No cabe duda que David Jiménez, con este ensayo, habrá levantado muchas suspicacias en algunos sectores y habrá molestado enormemente a todas las personas de las que habla; aunque se refiera a muchas con pseudónimos que hagan fácil imaginar de quién está hablando. En realidad, ese debería ser el daño colateral de todo medio periodístico.
Pero me temo que deja algo frío a quienes ni estamos en el poder ni nos atrae demasiado la idea de formar parte de ese turbio universo. Porque no deja de ser un mundo ajeno a la realidad de la gente corriente, que probablemente sean los que leerán mayoritariamente el ensayo, quienes ya tienen una idea más o menos clara sobre cómo funcionan las cosas en las más altas esferas.
Si acaso, el mayor mérito que veo en El director, para quienes no vivimos en esa realidad, sea que alguien que ha estado metido en el epicentro del establishment nos confirme que las cosas son tal y como las imaginamos desde fuera. Porque me temo que un ensayo de este estilo llega demasiado tarde. Probablemente hace quince o veinte años, y no digamos mucho antes, un libro así, cuando la sociedad era, si no más ingenua, sí mucho más permisiva con los desmanes del poder, habría resultado un auténtico acontecimiento informativo y editorial.

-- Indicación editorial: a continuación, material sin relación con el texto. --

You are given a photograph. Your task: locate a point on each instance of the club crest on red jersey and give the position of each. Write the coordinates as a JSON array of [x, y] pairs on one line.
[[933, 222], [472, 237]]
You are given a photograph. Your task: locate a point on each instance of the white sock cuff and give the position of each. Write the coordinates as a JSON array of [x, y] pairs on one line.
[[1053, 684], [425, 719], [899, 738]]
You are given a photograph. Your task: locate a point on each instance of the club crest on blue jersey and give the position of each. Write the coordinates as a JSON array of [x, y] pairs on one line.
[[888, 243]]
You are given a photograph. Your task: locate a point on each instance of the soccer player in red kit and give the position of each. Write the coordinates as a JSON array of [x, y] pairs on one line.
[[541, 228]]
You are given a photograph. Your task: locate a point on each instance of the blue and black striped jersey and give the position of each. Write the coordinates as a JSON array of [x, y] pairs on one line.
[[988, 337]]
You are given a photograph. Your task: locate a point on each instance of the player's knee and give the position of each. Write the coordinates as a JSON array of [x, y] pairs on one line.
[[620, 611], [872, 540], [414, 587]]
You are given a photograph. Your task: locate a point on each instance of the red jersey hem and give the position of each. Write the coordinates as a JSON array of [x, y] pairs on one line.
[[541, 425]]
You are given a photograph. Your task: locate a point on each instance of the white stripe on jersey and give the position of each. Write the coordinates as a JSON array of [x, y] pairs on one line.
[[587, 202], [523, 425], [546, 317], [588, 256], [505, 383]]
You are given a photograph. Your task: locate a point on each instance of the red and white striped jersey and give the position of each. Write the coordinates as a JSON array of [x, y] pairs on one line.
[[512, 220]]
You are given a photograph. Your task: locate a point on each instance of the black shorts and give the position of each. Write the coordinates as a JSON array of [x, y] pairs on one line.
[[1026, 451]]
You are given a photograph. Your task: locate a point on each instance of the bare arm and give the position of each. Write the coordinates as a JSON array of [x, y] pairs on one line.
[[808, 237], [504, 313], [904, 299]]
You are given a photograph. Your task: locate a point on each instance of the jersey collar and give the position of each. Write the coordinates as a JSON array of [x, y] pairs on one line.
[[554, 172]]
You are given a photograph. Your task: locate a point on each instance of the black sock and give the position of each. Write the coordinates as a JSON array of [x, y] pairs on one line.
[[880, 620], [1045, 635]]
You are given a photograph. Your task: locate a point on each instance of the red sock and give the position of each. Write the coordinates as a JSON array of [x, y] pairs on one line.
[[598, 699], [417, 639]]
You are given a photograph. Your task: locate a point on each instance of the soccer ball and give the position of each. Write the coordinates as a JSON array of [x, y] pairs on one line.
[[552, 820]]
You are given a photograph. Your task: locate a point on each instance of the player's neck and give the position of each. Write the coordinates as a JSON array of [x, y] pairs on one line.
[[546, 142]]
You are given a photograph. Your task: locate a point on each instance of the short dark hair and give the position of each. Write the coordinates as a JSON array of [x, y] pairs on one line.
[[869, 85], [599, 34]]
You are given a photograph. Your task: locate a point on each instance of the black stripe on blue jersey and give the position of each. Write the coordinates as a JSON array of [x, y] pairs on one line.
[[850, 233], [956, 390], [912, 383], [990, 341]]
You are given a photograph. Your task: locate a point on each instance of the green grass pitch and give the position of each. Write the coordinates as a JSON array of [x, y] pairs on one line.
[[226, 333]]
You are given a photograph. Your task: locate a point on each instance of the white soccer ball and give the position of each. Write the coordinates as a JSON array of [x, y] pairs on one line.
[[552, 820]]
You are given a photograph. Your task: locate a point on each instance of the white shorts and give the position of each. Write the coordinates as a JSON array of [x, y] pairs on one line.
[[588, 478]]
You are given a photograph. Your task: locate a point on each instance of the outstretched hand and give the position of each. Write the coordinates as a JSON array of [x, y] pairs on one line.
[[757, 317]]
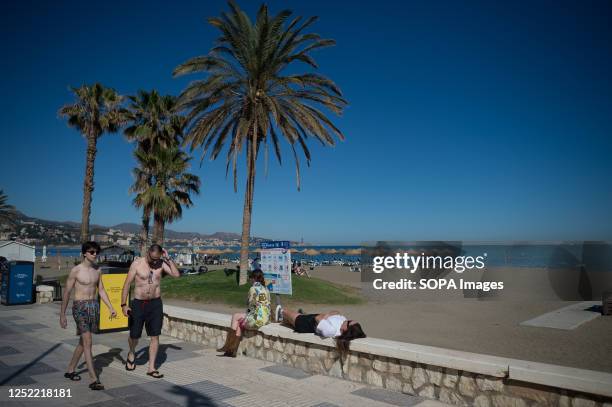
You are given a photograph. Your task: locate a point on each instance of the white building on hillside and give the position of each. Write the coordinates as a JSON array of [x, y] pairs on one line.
[[13, 250]]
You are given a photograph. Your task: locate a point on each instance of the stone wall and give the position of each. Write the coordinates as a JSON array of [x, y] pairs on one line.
[[458, 387]]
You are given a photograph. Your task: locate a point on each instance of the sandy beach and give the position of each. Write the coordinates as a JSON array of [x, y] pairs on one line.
[[490, 327]]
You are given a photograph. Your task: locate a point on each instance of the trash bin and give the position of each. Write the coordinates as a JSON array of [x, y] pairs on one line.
[[16, 284]]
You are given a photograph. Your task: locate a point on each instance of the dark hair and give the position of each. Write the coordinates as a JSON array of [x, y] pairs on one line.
[[90, 245], [343, 342], [155, 248], [257, 275]]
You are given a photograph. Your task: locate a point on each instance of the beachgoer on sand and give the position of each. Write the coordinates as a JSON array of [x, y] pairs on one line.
[[256, 316]]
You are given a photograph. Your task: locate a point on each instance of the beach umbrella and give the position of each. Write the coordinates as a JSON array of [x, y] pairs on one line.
[[311, 252], [210, 251]]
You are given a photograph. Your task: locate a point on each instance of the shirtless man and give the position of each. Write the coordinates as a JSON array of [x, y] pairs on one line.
[[146, 307], [84, 278]]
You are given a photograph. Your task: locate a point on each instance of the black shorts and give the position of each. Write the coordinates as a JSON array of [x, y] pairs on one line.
[[306, 324], [149, 313]]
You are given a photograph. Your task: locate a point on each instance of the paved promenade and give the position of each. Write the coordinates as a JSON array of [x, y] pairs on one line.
[[34, 353]]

Seguramente, como en los buenos tiempos de El Mundo, unas memorias así habrían tumbado un Gobierno y hecho rodar unas cuantas cabezas que parecían intocables. Pero me temo que, a día de hoy, con una sociedad tan desencantada y apática donde ningún estamento del poder tiene credibilidad alguna entre la población, resuena como un petardo que hace algo de ruido pero no levanta a nadie de su asiento. Y eso, para el periodismo, es un drama.
También puede que sea una terrible muestra de nuestro evidente deterioro como sociedad, donde parece que la indignación ha dado paso a la indolencia. Quién sabe.

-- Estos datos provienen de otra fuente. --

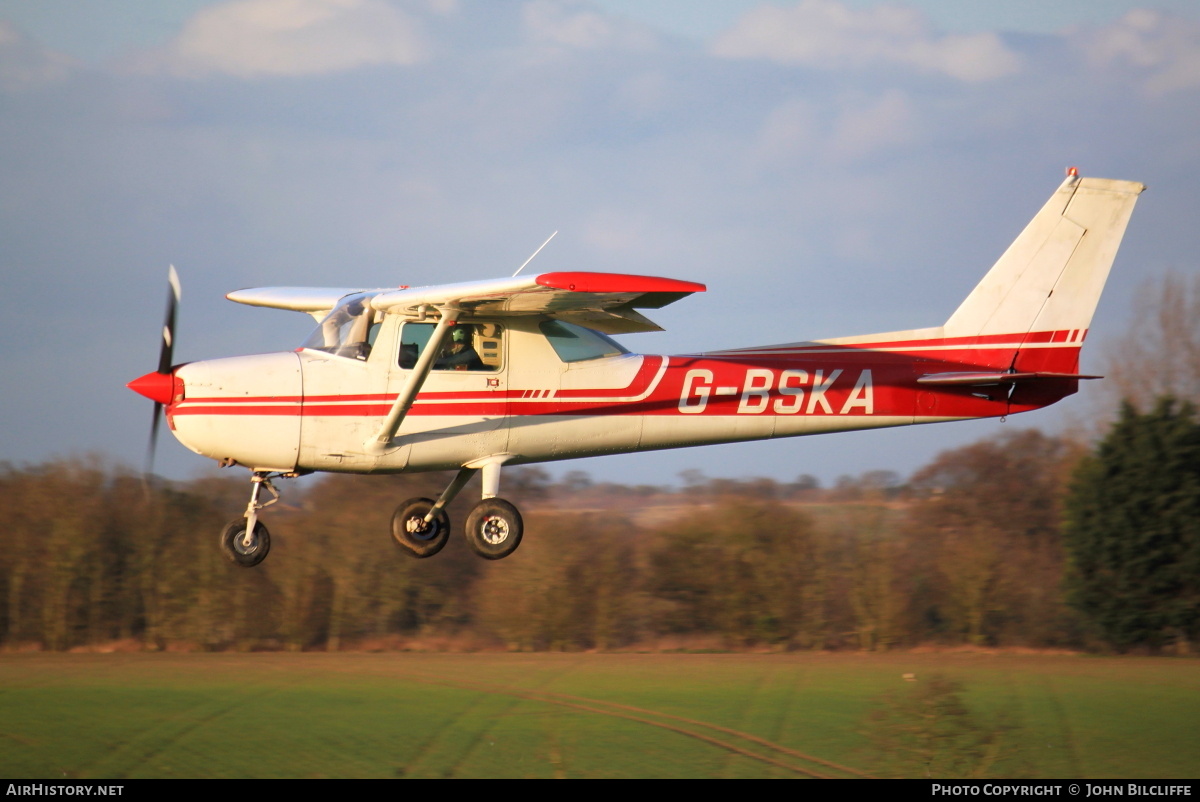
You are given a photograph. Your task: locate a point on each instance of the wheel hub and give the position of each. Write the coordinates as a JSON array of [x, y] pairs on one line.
[[421, 531], [495, 530]]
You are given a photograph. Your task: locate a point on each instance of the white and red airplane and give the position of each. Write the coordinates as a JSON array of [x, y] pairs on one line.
[[480, 375]]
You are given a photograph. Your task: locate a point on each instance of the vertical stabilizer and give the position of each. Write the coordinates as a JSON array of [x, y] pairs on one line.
[[1051, 276]]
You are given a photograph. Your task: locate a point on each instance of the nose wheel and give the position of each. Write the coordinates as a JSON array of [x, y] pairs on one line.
[[245, 542], [412, 531]]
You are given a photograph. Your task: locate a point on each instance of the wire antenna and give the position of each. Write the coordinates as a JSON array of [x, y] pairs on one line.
[[535, 253]]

De lo que no cabe duda es que habrá que seguir buscando la verdad y contándola de la manera más honesta posible. Y en ese aspecto, parece que David Jiménez ha hecho un buen trabajo.
Lamento discrepar con esta visión de rigor excesivo con un ensayo que , a mi juicio, ha logrado un enfoque valiente sobre los entresijos del periodismo. No es culpa de David Jiménez que su libro no haya producido un ruido devastador para la satisfacción de quienes esperaban un misil y no la correcta , emotiva, indignada e inteligente exposición de hechos, circunstancias y anécdotas que enmarcaron su paso por la atalaya de un mundo decadente ,pero aferrado a una supervivencia que raya en un ominoso incesto con el poder, cuando la ética más elemental obliga a mantener la más hidalga distancia, si es que se quiere ser leal con los lectores. El libro cumple a cabalidad con el desenmascaramiento de una fauna de titiriteros, oportunistas y palmeros que se adosan al poder, y que se venden como periodistas. Es un texto que posiblemente lleva muchas nueces y que hace poco ruido. Claro, parece que eso es algo imperdonable para los habitantes de un mundo que se ha acostumbrado a vivir entre el ruido trumpiano que predomina y ensordece. Así, ya no es posible sintonizar a la huidiza razón, que no se atreve con el tsunami tuitero que nos estalla sin piedad alguna como fuegos artificiales ante nuestra despavorida retina.